43 Consideration must be had therefore as to whether such error was material. Since the hearing of this matter, the High Court handed down its decision in LPDT v Minister for Immigration, Citizenship, Migrant Services and Multicultural Affairs [2024] HCA 12 which set out the applicable principles in relation to the requirement of materiality. An error will be material if there is "a realistic possibility that the decision that was made in fact could have been different if the error had not occurred": LPDT at [7]; MZAPC v Minister for Immigration and Border Protection (2021) 273 CLR 506 at 524 (Kiefel CJ, Gageler, Keane and Gleeson JJ). The applicant submitted that the error was material as had the Tribunal made an actual determination regarding the best interests of minor children, such a determination could have led the Tribunal to find that Primary Consideration 3 weighed more heavily in favour of revocation of the visa cancellation which may have impacted its ultimate conclusion.

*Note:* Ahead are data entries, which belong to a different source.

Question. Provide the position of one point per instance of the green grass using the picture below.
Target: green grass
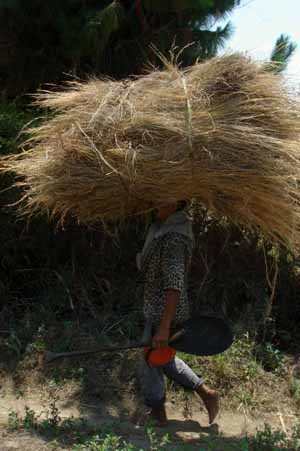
(78, 436)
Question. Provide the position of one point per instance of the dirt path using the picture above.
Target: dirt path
(229, 428)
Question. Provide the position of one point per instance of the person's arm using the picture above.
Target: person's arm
(161, 337)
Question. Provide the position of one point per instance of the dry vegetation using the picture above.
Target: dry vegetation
(224, 132)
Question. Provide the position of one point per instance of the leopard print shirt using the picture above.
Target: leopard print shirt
(167, 268)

44 As correctly submitted by the Minister, while the bar is low, to establish that an error is material, more than mere speculation is required: PQSM v Minister for Home Affairs (2020) 279 FCR 175 at [155]. In LPDT, the High Court elaborated on what is required to be established to meet the threshold of materiality. At [14] and [16], the plurality (with whom Beech-Jones J agreed) stated:
The question in these cases is whether the decision that was in fact made could, not would, "realistically" have been different had there been no error. "Realistic" is used to distinguish the assessment of the possibility of a different outcome from one where the possibility is fanciful or improbable. Though the applicant must satisfy the court that the threshold of materiality is met in order to establish that the error is jurisdictional, meeting that threshold is not demanding or onerous.
…
In sum, unless there is identified a basis on which it can be affirmatively concluded that the outcome would inevitably have been the same had the error not been made, once an applicant establishes that there has been an error and demonstrates that there exists a realistic possibility that the outcome of the decision could have been different had that error not been made, the threshold of materiality will have been met (and curial relief will be justified subject to any issue of utility or discretion).
(footnotes omitted)
45 I have accepted that the Tribunal thoroughly reviewed the evidence before it and undertook a detailed analysis of Primary Consideration 3. While I also accept that the Tribunal failed to make an actual determination as to the best interests of the minor children, I do not accept that such a determination could realistically have changed the Tribunal's evaluation. As previously stated, the Tribunal, though failing to make an actual determination, undertook a detailed analysis of the evidence and the relevant consideration. From the face of the Tribunal's reasons, in my view, the possibility of the decision being different had the error not been made is improbable.
46 Accordingly, ground one does not succeed.